When asked this question at Easter dinner with my soon-to-be in-laws, I knew right away what I would do with my life... and I know that I can do whatever I want to do, and be whatever I want to be. I just have to do it. On April 15th, I turn 25. Considered a milestone to many, to me it is more of a reminder to take inventory of my life so far, make goals for the next five years, journal about it, think about it, manifest it.
I think back on who I was 5 years ago, as a 20-year-old Sophomore in college, still in the early and insecure years of my relationship with my now fiance, John. I guess everything at the age was insecure and unaware. I was going through the motions of doing my best in college, but not sure what I really wanted to do when I got out, unaware of the responsibilities the future holds, and how quickly they will come. I was at the point in my life, and education when I lost all faith.
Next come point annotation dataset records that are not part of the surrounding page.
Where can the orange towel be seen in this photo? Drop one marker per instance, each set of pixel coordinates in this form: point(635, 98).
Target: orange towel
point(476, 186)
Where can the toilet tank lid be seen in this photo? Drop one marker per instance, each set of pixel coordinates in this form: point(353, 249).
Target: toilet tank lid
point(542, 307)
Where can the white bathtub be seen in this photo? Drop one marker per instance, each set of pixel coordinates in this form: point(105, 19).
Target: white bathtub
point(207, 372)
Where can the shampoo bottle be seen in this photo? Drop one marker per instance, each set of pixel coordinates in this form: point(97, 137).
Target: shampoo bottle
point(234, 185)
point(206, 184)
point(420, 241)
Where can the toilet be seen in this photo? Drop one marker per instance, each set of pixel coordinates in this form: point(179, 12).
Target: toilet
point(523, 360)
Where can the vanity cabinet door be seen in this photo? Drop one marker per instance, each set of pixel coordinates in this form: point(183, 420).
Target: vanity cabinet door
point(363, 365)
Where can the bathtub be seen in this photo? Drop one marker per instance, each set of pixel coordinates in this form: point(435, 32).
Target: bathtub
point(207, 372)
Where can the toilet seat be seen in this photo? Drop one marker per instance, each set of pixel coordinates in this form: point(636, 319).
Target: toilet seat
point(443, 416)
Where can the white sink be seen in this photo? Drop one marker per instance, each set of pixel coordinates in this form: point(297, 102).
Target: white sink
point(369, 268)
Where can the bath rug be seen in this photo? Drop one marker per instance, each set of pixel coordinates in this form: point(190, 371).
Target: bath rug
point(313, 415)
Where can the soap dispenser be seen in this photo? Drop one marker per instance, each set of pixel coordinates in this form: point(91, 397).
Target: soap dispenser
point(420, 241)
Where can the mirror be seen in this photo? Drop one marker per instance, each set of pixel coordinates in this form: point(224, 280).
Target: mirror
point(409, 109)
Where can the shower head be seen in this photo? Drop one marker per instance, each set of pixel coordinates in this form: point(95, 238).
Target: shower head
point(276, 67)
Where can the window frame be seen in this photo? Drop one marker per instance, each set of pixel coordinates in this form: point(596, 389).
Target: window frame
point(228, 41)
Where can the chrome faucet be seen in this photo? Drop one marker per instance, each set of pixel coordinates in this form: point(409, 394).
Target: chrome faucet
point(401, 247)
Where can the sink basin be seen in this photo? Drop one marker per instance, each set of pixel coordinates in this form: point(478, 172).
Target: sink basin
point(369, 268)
Faith in my parents, faith in religion, faith in myself. I was an insecure, young girl on this journey of finding myself, luckily I had a great guy to support and love me along the way. The best part of that year? John and I unofficially adopted Avery, our little vegan fur child (who is a survivor!)
Our first picture as a little family, April 2007 |
April, 2012 |
Faith. Well, how can I not have faith? I was raised Roman Catholic, dragged to church every Sunday, and every week I reluctantly attended CCD classes (with my reluctant BFF, Erica :). I went to college, took my first psychology course, and everything the church had taught me, was questioned, or better put: A good fairy tale. I became a non believer, and with that, I became a pessimist.... Until recently.
I am so blessed. I know that I manifested my life today, I manifested my fiance, John. Our life together, my job, my relationships with family and friends. I have all that I ever dreamed. And call me crazy, but I believe there is a higher power, whatever you want to call it, but there is a power bigger than us. There are angels protecting us, everyday. Those lost, are not gone. This faith, does not mean I have to go to church and ask for forgiveness of my minor sins (like not going to church for the last 5 years). This faith is something sacred inside of me, when my body is my temple on so many levels. I accept everything I have been given, and I am so grateful. There are no coincidences, everything happens for a reason, and I believe that we all really do have a true purpose in this life.
Now, with that belief, soon-to-be 25 year old me, could not be more content. My goal for the next five years is to take a leap of faith, and just do it.... I know if I could do anything with my life, what it would be, and I am going to do it.
Wishing everyone of you the happiest and most powerful year yet.